It seems that not all models will benefit for multi_gpu_model. Different models have different scalability due to the overhead of weight synchronization.

ResnetV1 and ResnetV2 are a pair of typical examples to prove that, while ResnetV2 have a better scalability than ResnetV1.

There is a balance between training one mini-batch and weights synchronization. InceptionV3 has heavy computational cost on training one mini-batch while it has sparse weights need to synchronize, so this model will gain a decent boost on multi_gpu_model.

However, any model with large Dense layer usually contributes to a bad scalability, just like mnist_mlp, which have a light computational cost on training one mini-batch while its weights are too large to synchronize efficiently, so in the example of mnist_mlp, the time spent to do one weights synchronization is even able to finish training MANY turns of mini-batch by single GPU, so mnist_mlp will not benefit for multi_gpu_model due to its dense network design to result in a bad scalability.

It also indicates that models to train on different GPU architectures will also have a different answer about whether it will benefit for multi_gpu_model, since it largely depends on whether the GPU is fast enough to perform training one mini-batch than a weights synchronization. So another conclusion is that the faster a GPU is, the less likely that multi_gpu_model can boost your model.

I did the benchmarks by myself, and the example is exactly from keras/examples folder. For example, as for mnist_cnn.py, and I added the following line before model.compile:

model = keras.utils.training_utils.multi_gpu_model(model, 4)

And here is the benchmark for mnist_cnn.py on the NVDIA Tesla P100 (4GPU, 16GB-Mem per device):

original_single: gpu=1, perf = 5s/epoch 75us/step
multi_gpu_model: gpu=2, perf = 5s/epoch 74us/step
multi_gpu_model: gpu=3, perf = 5s/epoch 81us/step
multi_gpu_model: gpu=4, perf = 6s/epoch 103us/step

As for cifar_cnn.py, I alsa added one line above, and the performance is as follow:

# By default, data_augmentation = True in cifar_cnn.py
original_single: gpu=1, perf = 23s 15ms/step
multi_gpu_model: gpu=2, perf = 23s 15ms/step
multi_gpu_model: gpu=3, perf = 24s 15ms/step
multi_gpu_model: gpu=4, perf = 22s 14ms/step

We see there is hardly any difference because CPU-side data_augment is really the bottleneck. If we turned off the data_augmentation, the the performance is as follow:

# data_augmentation = False
original_single: gpu=1, perf = 14s 286us/step
multi_gpu_model: gpu=2, perf = 16s 325us/step
multi_gpu_model: gpu=3, perf = 19s 389us/step
multi_gpu_model: gpu=4, perf = 22s 445us/step

We see all the performance of multi_gpu_model is hardly better but worse.

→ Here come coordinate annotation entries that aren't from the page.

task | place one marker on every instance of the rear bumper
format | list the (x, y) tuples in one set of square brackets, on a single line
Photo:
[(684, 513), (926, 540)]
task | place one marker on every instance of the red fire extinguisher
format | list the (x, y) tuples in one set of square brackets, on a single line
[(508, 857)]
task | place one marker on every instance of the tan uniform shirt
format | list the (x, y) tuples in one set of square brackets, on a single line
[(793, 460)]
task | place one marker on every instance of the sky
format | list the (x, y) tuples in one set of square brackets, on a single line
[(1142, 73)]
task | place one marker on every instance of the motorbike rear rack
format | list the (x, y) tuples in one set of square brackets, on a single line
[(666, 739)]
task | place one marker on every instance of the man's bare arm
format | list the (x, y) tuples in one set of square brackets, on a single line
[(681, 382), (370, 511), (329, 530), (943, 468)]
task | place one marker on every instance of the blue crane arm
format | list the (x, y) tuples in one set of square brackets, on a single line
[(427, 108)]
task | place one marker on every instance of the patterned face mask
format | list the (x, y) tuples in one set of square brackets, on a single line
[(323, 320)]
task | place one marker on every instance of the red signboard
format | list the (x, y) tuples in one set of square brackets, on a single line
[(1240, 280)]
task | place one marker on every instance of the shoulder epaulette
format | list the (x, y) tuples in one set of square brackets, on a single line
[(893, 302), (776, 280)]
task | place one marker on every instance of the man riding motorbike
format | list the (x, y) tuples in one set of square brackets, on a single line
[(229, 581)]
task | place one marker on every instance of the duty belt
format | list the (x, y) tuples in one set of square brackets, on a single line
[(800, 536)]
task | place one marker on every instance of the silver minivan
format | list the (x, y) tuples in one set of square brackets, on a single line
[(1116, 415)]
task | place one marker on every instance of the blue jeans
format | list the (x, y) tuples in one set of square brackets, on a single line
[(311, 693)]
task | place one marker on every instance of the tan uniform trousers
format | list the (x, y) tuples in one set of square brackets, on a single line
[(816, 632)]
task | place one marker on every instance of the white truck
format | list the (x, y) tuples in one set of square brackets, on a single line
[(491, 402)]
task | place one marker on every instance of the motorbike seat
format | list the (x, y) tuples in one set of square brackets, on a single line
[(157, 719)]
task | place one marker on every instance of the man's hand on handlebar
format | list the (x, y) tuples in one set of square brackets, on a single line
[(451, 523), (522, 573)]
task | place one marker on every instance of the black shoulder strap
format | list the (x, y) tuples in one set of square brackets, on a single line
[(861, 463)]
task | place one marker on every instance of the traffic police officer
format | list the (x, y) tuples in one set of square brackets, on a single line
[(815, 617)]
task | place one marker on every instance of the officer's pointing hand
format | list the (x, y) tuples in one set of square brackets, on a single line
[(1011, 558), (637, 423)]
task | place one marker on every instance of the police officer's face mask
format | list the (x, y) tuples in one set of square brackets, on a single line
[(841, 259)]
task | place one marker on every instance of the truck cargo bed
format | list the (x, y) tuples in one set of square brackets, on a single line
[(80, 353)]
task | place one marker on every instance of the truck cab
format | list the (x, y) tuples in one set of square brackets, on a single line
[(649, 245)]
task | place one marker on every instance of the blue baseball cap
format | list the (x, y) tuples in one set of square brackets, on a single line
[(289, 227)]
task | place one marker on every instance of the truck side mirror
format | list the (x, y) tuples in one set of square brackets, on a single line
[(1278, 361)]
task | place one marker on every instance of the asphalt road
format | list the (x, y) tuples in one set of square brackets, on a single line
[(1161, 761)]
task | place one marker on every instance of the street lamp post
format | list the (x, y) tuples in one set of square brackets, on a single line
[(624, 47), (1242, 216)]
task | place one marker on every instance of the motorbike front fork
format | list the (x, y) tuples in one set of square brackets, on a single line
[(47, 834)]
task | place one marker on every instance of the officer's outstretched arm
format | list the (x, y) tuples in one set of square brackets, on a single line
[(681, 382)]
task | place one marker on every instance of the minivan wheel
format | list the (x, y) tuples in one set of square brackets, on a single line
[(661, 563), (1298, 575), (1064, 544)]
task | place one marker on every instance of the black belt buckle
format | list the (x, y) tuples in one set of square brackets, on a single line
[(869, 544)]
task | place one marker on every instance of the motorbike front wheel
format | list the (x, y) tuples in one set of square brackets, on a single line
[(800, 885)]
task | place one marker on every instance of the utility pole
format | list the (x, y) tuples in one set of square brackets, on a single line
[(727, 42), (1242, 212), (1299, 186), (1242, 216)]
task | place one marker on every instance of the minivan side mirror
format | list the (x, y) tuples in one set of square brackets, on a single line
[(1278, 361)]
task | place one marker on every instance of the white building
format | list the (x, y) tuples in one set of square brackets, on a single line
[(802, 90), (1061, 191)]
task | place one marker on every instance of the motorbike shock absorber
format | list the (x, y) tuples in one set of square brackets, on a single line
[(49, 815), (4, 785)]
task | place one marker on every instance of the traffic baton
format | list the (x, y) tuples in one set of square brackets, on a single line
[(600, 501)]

@mohapatras It seems that CPU-side data-preprocessing can be one of the reason that greatly slow down the multi-GPU training, do you try disabling some pre-processing options such as data-augmentation and then see any boost?

Besides, the current version of multi_gpu_model seems to benefit large NN-models only, such as Xception, since weights synchronization is not the bottleneck. When it is wrapped to simple model such as mnist_cnn and cifar_cnn, weights synchronization is pretty frequent and makes the whole time much slower.

I’m also on the way to implement a customized version for multi GPU to see any ways better.

I also experienced this problem yesterday.When I increased batch_size,multi-gpu is faster than single.Maybe It is because increasing batch_size can make the GPU computational cost larger,but the communication-cost between CPU and GPU don’t change.

@TristanJM Yes, regardless of whether the model can get boosted by multi GPU (computational scaling), another case we have to use multi_gpu_model is for single GPU not able to train a model with large batch_size, thus the model can benefit from multi_gpu_model for its memory occupation scaling.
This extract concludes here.